You, my dear fellow, have become quite a nuisance."

"Like I always say… into each life…"

"Come, come, Elliott, I know how difficult it must be for someone with your rather limited concept of wealth to understand, but my father measures his wealth not in the millions but in the hundreds of millions. His holdings in Schuster Laboratories alone make him one of the world's wealthiest men. It's really very simple — why should I wait?"

Marshal Schuster hadn't changed much, only the extent to which he was willing to go to get what he wanted had. Some 30 years ago it was stealing; now it was murder.

"You see, Elliott, things just aren't going according to plan. As you've no doubt deduced by now, the Cartel has suffered a rather serious setback. The viability of our operation has been damaged by the tragedy in Deechapal. Our contacts in Columbia have had to turn to other sources, and that has cost us a very pretty penny. Then there is the little matter of the inventory stored in Deechapal at the time of the disaster. That inventory is not currently accessible. Our associates are disturbed about that as well.

They want their money, and we want their goods. As the situation stands, neither has neither."

"Why don't you just go in and get it?" I shot back at him.

Schuster let out a coarse little laugh.

"You'd like that, wouldn't you, Elliott? You'd like us to pump millions of dollars worth of contaminated inventory into our supply line."

Bingo! Marshal had just let the cat out of the bag. Another piece of the puzzle had jumped into place. Neither Zercher nor young Schuster knew what was behind the Deechapal disaster, and in not knowing, they thought it possible that their inventory on Deechapal was contaminated.

Suddenly it was as clear as the water racing down Marshal Schuster's sagging jowls. Lady Luck had dealt him a fistful of bad cards in a high stakes game. Bachmann's process, once discovered, had captured his father's interest, and worse yet, most of what would or could validate the process turned out to be on a wrecked freighter smack dab in the middle of Alonzo Zercher's Caribbean clearing house. Marshal Schuster was caught playing both ends against that middle. Zercher could ill-afford to have a bunch of intrepid salvage experts thumping around his domain and had assigned Marshal the chore of keeping the world out while he bought time to cover his losses. On the other hand, Marshal had to make certain Daddy Bearing didn't get his cylinders on the outside chance that the process just might work well enough to keep young Marshal from ever laying his hands on his father's money.

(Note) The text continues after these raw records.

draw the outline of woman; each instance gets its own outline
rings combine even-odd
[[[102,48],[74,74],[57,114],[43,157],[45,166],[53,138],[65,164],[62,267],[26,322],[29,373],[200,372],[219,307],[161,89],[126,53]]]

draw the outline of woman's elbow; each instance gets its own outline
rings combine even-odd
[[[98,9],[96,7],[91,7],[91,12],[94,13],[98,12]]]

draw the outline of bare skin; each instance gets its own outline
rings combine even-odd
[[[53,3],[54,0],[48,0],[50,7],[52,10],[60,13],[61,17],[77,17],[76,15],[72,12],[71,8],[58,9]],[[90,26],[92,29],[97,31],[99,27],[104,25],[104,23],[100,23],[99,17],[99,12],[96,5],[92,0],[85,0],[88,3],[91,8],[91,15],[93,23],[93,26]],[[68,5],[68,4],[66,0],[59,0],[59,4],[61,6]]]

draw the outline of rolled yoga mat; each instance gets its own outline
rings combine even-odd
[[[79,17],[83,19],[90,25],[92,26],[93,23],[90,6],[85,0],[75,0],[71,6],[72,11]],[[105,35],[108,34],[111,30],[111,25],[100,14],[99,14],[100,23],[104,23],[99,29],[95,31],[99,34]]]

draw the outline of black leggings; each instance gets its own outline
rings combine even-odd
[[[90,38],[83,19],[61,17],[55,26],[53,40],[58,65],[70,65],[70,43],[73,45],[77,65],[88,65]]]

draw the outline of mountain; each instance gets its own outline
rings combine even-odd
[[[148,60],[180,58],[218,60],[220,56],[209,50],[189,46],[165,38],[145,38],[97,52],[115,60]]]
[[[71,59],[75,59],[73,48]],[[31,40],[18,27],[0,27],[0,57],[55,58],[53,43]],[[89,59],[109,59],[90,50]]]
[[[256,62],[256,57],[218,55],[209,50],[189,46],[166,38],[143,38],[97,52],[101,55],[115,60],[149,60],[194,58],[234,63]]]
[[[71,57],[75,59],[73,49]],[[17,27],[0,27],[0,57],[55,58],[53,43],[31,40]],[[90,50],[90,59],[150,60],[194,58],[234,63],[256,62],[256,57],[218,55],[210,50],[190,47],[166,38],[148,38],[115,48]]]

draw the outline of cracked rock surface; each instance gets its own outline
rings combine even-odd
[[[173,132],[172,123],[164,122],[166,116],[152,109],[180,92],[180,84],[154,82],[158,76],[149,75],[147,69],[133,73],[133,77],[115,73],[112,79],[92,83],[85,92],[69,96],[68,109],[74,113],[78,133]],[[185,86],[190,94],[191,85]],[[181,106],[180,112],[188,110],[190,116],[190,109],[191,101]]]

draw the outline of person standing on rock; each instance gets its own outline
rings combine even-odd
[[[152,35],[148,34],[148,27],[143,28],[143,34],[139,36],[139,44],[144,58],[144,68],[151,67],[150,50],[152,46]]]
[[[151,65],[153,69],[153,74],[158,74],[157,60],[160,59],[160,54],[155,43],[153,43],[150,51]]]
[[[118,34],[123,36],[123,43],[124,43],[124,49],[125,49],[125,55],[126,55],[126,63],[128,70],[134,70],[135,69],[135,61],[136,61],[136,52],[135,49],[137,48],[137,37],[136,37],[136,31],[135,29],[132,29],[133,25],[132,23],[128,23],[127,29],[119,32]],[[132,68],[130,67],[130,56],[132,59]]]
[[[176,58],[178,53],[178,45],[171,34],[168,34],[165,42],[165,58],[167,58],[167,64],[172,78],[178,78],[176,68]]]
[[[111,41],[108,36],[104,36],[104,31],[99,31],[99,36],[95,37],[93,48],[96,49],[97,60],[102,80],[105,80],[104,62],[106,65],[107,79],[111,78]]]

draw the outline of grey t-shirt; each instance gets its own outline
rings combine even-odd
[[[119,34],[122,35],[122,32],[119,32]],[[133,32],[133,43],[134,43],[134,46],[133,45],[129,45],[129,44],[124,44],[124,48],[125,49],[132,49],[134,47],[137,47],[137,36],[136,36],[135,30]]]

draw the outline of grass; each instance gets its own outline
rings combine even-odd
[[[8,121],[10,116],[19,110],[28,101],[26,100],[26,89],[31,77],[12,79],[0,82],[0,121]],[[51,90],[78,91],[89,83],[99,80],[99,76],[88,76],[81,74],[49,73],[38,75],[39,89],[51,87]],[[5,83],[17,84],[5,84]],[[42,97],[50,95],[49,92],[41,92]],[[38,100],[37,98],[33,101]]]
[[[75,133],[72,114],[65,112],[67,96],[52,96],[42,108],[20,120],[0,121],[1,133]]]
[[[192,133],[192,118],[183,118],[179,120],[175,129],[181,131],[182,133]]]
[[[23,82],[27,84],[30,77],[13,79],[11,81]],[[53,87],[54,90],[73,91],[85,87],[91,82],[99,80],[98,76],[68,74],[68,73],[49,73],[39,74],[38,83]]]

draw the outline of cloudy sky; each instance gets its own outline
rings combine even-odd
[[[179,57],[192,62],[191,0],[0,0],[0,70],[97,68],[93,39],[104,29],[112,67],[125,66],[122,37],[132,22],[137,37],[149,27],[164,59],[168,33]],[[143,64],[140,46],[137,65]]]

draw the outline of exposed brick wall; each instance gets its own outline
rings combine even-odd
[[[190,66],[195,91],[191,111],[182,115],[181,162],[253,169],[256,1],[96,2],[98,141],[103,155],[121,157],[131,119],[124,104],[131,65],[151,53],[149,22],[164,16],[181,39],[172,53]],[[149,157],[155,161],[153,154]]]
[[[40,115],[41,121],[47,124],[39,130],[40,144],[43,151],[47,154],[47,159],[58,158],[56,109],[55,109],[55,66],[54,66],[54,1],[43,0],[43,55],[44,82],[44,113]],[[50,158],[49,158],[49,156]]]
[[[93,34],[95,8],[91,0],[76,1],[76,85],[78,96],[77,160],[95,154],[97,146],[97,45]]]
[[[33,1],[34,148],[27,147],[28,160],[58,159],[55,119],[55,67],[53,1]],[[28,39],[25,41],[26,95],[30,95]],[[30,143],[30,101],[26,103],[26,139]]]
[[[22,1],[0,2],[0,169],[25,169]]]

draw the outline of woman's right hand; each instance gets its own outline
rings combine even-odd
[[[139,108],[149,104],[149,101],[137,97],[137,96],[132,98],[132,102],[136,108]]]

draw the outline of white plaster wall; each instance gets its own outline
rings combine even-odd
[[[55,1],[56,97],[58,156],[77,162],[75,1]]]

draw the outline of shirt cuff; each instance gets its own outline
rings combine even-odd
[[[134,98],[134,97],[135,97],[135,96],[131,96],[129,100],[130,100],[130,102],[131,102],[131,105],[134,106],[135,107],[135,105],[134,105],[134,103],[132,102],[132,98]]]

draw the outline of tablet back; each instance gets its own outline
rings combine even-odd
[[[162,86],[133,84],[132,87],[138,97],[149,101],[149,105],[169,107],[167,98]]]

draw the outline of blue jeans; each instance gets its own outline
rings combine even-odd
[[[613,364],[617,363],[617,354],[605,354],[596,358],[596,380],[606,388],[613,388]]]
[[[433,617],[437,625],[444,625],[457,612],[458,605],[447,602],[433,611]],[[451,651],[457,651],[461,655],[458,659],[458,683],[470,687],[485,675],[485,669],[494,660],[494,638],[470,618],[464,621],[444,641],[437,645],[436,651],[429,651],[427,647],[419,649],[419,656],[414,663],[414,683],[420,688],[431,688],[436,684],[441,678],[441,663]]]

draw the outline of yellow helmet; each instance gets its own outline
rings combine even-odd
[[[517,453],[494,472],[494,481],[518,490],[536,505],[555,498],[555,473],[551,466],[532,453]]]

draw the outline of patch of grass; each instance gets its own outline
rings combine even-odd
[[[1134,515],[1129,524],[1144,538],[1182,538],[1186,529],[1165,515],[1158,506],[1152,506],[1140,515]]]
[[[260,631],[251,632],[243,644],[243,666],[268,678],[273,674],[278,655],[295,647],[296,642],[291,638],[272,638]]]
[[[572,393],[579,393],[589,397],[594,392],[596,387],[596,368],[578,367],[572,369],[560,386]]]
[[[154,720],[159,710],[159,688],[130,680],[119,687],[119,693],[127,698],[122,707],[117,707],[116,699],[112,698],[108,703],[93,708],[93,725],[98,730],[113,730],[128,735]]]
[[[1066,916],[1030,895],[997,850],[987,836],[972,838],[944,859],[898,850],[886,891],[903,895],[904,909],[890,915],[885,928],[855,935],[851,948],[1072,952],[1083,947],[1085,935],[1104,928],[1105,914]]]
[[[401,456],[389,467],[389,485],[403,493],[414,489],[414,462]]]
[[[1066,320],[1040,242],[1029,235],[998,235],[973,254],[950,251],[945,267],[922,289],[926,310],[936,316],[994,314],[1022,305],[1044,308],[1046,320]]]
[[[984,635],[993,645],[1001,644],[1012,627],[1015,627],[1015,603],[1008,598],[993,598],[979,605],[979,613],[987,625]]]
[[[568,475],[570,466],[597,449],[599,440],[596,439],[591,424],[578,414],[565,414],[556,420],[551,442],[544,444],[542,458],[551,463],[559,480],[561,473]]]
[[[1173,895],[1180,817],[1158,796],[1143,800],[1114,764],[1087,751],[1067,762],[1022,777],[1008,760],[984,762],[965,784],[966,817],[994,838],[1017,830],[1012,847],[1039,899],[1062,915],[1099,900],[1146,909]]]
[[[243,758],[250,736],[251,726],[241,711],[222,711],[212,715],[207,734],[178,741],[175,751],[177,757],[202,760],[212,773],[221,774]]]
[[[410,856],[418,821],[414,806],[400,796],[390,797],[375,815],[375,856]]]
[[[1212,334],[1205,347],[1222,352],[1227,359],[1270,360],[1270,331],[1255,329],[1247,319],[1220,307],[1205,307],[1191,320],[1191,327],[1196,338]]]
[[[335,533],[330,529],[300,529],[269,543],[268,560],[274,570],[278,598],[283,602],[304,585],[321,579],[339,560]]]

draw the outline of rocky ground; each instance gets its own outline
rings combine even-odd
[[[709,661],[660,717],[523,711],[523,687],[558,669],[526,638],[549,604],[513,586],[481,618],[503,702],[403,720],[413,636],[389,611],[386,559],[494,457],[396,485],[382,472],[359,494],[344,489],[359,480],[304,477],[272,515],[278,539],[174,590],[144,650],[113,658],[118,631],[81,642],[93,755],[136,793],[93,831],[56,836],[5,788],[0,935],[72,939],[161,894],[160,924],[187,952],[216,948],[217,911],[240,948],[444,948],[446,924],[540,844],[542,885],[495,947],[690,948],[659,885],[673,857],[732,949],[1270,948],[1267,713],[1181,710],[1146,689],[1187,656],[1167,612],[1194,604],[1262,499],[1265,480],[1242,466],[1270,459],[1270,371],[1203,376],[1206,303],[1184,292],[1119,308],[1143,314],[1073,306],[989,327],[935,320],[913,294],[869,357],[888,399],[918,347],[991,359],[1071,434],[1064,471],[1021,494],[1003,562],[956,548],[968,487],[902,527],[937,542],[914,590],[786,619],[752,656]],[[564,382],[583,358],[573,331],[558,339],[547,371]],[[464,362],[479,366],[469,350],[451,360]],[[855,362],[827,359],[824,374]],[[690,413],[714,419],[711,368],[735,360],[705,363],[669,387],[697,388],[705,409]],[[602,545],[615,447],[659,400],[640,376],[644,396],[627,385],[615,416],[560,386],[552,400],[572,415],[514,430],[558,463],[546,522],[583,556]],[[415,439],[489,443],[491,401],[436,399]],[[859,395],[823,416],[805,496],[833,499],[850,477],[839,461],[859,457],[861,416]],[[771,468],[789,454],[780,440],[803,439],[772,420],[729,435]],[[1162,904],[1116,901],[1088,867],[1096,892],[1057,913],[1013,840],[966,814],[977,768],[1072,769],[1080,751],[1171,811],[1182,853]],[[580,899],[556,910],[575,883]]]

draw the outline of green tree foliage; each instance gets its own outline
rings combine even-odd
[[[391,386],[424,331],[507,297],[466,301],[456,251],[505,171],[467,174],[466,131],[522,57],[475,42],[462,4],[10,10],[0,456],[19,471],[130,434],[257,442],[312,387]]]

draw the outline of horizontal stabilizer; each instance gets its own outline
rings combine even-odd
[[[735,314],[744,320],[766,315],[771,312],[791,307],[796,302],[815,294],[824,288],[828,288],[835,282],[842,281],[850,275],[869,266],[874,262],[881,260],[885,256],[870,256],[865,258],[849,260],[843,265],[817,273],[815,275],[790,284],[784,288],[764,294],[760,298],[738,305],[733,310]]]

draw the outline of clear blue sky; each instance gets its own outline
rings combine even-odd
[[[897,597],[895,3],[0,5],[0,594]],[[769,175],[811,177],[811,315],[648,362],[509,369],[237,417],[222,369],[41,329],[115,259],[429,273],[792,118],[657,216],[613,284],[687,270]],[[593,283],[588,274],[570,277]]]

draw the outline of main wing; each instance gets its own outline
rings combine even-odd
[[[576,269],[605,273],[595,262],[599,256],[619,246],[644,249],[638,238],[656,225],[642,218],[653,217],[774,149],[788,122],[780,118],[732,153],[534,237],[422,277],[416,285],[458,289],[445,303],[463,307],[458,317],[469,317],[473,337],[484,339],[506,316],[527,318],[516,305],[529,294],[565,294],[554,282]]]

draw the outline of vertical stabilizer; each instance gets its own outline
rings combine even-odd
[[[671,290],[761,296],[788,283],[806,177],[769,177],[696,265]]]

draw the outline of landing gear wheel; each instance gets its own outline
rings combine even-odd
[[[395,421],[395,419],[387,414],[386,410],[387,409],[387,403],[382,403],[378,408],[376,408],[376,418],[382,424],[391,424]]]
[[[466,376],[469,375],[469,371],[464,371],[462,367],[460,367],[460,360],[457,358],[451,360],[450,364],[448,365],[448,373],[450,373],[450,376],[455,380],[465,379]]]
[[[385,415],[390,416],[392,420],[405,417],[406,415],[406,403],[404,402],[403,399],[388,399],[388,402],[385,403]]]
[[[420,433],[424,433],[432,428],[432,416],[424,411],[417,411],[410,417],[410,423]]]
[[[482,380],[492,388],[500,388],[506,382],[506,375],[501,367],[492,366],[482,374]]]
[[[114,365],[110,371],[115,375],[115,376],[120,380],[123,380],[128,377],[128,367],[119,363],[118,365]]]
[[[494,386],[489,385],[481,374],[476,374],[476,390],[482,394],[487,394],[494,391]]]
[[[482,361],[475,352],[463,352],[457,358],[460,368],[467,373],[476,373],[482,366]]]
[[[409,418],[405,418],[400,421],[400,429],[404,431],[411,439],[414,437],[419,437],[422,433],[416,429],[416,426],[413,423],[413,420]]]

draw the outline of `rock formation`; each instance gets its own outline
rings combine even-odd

Marshal Schuster, it appeared, was everywhere — and nowhere.

"Okay, you still owe me one. How did you know Poqulay double-crossed you?"

"Never leave anything to chance. Always cover your flank, Elliott, you know that. When our own efforts to recover the cylinders failed, we made certain we knew if and when you did."

"Byron Huntington?"

The nervous little man, who was still standing by the cylinders, looked up, surprised.

Schuster began to laugh. "You constantly amaze me with your pedestrian logic, Elliott. Of course it isn't Mr. Huntington, is it… Maggie?"

Lady long legs moved away from Hannah and stood beside Schuster. "They never suspected a thing," she said, smiling.

For a moment I was too stunned to say anything.

"Well, Elliott, now that I've filled in all the blanks for you, you've no doubt figured out that all of this information is just a little too sensitive to let you and your pathetic little band of would-be salvage experts carry this mission any further."